La pandémie a été un exercice grandeur nature pour les salariés. Certains ont trouvé des points positifs au télétravail, qui a pourtant été plus ou moins imposé et subi. Mais les salariés ont aussi vu les écueils à éviter notamment en matière de santé : isolement, auto-pression… Ainsi que les problèmes en termes de droit à la déconnexion, de prise en charge des frais d’indemnisation, de cadre de travail. Tout le monde ne bénéficie pas d’un bureau séparé, ni de matériel adapté à domicile. Certains parents, en particulier les femmes, ont dû cumuler travail et garde d’enfants. C’est pourquoi les modalités futures du télétravail doivent faire l’objet de négociations sérieuses sur tous ces points. Il doit rester sur la base du volontariat, et pas à temps plein.

Est-ce que la fin du minimum de jours en télétravail va changer quelque chose en pratique ?

Il s’agissait d’une mesure de recommandation incluse dans le protocole sanitaire assoupli le 9 juin. Mais si on la mettait en application, l’employeur pouvait forcer son salarié à se déclarer en télétravail. Désormais, le télétravail ne pourra pas être imposé sans l’accord du salarié.

Avec les autres partenaires sociaux, nous avons été consultés en amont par le gouvernement. Nous avons insisté sur le fait qu’il était souhaitable de sortir du cadre du protocole, qui ne fixait pas de garanties, pour aller vers des accords complets négociés dans les entreprises ou les branches. Il s’agit de ne pas de substituer à la décision unilatérale du gouvernement une décision tout aussi unilatérale de l’employeur.

Le télétravail est-il appelé à se généraliser et à se pérenniser dans le monde du travail ?

C’est un mode d’organisation appelé à durer, mais on ne peut pas pour autant en déduire que le télétravail va exploser partout. Son développement sera hybride, avec une bonne part de présentiel.

En tout état de cause, certains métiers et certaines tâches ne sont pas «télétravaillables», y compris les métiers de première ligne : pour une aide-ménagère à domicile, télétravailler est un peu compliqué ! Il y a aussi un vécu différent selon les métiers, selon les territoires et leurs infrastructures de réseau, et selon qu’on habite dans une grande ville ou en province. Cinq minutes de trajet contre une heure de métro ou de RER, ça fait la différence !

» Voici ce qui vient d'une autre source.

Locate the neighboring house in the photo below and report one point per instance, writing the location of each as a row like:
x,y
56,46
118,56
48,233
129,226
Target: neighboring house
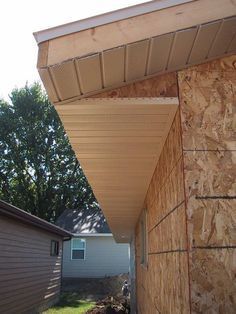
x,y
30,261
147,98
92,252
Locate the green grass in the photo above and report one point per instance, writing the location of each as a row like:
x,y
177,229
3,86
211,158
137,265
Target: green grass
x,y
70,303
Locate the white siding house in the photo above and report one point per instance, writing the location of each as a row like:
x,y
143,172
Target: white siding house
x,y
92,252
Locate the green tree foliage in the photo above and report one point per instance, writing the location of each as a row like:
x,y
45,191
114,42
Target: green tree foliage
x,y
38,168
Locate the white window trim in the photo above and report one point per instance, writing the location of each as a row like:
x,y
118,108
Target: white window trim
x,y
71,249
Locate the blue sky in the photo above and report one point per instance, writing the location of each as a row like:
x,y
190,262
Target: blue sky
x,y
19,19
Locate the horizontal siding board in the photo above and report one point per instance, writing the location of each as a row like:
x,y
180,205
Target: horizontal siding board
x,y
203,42
96,126
223,37
181,48
103,257
36,273
28,273
48,84
89,73
105,118
136,56
113,63
65,80
159,51
29,283
36,291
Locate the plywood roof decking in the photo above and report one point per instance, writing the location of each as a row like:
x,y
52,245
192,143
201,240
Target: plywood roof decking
x,y
118,142
83,76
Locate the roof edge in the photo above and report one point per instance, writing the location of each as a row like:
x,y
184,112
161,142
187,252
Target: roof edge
x,y
92,235
105,18
17,213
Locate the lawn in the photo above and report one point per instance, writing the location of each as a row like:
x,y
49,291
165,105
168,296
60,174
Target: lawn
x,y
70,303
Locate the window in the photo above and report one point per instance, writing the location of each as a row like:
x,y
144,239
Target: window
x,y
78,248
143,227
54,248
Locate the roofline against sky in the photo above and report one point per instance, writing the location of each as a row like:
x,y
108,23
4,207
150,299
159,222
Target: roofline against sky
x,y
92,235
105,18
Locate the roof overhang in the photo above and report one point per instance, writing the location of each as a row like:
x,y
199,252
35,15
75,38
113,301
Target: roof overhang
x,y
92,235
85,58
102,57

Dans d’autres métiers, il y a aussi la nécessité d’un travail collectif, d’une communauté de travail, un besoin de se retrouver. Se pose aussi la question de comment joindre facilement les représentants du personnel, les organisations syndicales, et à l’inverse comment contacter les salariés à distance…

Que recommandez-vous ?

Il faut surtout se poser la question de ce qui motive les salariés à avoir recours au télétravail. Il n’y a pas que les temps de transports, mais également une envie de liberté. Le télétravail ne peut pas être pensé en dehors d’une réflexion sur le climat au sein de l’entreprise et les conditions de travail. Liberté qui peut d’ailleurs être illusoire s’il n’y a pas de droit à la déconnexion… C’est pourquoi poser un cadre clair entre salariés et employeurs est très important.